While third-quarter earnings slipped to $0.40 from $0.41 in last year's fourth quarter, yearly earnings grew 16%, which is right on track with the company's historical 16% annual earnings growth over the past five years. Additionally, sales rose 10.3% for the quarter and 13.4% for the year. Plus, the company posted another round of impressive comps.

Management cited lower reimbursements for generic drugs and higher salary and store expenses as the culprits. Those issues are hard to reverse. Even President Greg Wasson said that it's difficult to increase profits from generics after they have been available for a few months. This was evident as Walgreen's gross profit dollars fell for the drug simvastatin, although the company filled almost three times as many prescriptions.

Of course, this is out of the company's hands, so why would the shares tumble so sharply on news that doesn't seem that bad?

Well, Walgreen might just be beginning to feel the competition heat up. The company and its rivals CVS (NYSE:CVS) and Rite Aid (NYSE:RAD) have all been losing market share to giant discount retailers Costco (NASDAQ:COST), Target (NYSE:TGT), and Wal-Mart (NYSE:WMT) as the big boxes add health clinics to their stores. Some are even wondering if Wal-Mart's $4 prescription plans are creating a drug price rollback.
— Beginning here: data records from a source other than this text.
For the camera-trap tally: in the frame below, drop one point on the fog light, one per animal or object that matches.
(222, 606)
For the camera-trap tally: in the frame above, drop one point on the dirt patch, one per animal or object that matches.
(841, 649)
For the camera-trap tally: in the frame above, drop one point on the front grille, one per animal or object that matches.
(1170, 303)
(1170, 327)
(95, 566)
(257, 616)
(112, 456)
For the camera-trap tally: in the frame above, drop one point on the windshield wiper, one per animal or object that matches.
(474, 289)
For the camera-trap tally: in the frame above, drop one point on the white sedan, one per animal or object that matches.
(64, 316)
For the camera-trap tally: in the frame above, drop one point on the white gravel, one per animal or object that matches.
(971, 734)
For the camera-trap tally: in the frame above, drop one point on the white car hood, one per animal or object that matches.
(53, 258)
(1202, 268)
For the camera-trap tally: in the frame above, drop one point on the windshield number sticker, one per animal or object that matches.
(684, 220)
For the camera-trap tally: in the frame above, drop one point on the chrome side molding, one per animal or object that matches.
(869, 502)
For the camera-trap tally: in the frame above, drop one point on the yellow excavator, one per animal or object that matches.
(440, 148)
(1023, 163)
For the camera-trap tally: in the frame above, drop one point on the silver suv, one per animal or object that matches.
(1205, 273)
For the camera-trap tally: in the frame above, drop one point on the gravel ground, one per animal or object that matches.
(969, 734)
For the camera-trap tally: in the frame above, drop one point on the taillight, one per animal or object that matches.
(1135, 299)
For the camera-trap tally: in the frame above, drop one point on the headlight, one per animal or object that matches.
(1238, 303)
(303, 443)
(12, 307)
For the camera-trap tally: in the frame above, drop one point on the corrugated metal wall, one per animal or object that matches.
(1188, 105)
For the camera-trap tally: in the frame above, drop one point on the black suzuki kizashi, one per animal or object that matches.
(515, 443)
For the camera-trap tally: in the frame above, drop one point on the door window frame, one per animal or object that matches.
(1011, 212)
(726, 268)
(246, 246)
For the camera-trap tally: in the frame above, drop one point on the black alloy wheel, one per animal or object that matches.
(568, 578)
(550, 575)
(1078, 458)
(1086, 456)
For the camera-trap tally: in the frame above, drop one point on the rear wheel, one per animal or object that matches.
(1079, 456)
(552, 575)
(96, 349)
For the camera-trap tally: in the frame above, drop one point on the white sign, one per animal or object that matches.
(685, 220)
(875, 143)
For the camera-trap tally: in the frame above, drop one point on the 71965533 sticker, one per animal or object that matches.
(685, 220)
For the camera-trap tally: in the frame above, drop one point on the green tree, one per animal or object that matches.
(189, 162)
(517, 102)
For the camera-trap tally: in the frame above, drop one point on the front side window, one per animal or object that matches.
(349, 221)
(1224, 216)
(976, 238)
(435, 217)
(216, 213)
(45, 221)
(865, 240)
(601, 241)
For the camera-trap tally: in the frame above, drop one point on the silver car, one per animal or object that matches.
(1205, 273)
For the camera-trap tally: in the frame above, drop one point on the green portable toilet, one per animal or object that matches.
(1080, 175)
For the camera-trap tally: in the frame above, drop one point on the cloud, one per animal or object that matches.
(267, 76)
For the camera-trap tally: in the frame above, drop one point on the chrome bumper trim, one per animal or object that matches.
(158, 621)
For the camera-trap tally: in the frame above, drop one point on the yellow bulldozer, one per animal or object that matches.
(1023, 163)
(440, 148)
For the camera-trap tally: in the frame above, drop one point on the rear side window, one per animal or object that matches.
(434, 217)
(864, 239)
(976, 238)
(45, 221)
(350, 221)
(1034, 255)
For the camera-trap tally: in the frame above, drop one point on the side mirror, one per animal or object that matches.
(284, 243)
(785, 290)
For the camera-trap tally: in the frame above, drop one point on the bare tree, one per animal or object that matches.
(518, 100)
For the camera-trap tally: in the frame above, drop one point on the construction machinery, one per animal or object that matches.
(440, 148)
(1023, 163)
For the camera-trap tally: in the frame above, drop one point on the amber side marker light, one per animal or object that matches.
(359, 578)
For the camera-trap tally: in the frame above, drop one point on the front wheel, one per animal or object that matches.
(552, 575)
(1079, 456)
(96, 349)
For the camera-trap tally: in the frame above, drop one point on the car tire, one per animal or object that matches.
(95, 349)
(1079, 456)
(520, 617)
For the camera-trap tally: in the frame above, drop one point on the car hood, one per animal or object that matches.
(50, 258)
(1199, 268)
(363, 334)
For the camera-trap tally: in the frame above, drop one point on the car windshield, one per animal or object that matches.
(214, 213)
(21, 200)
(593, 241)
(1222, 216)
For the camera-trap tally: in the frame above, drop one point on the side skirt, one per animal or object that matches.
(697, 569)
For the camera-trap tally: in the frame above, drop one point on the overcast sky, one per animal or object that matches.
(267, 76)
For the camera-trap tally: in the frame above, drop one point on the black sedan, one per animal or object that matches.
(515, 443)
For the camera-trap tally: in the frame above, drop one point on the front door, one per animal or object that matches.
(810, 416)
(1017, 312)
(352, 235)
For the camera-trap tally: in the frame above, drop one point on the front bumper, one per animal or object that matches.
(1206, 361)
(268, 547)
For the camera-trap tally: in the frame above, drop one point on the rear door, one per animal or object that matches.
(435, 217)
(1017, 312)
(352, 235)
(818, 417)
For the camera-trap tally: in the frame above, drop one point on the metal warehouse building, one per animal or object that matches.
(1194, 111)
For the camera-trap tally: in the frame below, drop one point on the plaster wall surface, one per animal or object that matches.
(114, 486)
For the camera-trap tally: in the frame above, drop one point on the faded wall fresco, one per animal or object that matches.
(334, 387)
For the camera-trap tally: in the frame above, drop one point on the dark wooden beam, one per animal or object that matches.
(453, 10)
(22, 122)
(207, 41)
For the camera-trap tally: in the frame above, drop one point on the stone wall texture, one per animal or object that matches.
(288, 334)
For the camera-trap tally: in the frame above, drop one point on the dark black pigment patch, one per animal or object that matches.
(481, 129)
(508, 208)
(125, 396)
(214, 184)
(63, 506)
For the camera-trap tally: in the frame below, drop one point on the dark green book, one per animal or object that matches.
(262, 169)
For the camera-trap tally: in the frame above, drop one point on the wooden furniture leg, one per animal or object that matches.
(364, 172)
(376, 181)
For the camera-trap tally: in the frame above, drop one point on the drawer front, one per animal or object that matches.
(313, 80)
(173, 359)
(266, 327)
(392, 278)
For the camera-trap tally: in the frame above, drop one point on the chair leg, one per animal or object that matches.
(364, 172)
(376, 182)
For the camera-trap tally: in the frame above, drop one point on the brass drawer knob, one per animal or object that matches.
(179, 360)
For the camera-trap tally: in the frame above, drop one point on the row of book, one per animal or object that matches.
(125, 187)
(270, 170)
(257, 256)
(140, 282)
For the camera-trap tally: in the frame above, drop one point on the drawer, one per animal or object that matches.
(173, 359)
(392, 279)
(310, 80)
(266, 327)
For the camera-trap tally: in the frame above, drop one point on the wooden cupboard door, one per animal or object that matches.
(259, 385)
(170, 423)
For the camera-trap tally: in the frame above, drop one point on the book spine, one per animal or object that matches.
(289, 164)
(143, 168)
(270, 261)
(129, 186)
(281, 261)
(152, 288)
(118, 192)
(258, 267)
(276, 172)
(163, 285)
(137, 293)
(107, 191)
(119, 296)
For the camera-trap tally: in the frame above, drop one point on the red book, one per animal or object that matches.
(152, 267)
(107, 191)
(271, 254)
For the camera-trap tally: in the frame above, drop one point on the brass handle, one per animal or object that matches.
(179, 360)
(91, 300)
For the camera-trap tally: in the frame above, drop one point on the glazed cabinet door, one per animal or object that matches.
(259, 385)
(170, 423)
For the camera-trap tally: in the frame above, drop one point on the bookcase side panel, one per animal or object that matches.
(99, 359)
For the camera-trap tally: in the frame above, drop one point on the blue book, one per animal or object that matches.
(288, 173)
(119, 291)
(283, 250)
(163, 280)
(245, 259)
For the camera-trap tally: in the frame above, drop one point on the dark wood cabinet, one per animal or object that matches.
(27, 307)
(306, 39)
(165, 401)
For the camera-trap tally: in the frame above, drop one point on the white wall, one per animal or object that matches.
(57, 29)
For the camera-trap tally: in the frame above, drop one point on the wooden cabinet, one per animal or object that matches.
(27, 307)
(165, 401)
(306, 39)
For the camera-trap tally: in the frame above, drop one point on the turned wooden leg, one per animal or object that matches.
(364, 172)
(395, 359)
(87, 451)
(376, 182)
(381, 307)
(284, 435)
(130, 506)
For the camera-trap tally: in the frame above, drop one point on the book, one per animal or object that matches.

So with the heightened competition, expenses rising more than 11%, and the company itself predicting its challenges will probably continue into the near future, I think Walgreen needs some time to recover. Management says it can fix its problems and is focusing on those two major issues. For now, it's best to wait and see whether management can come up with the right routine of diet and exercise to cure the company of its problems.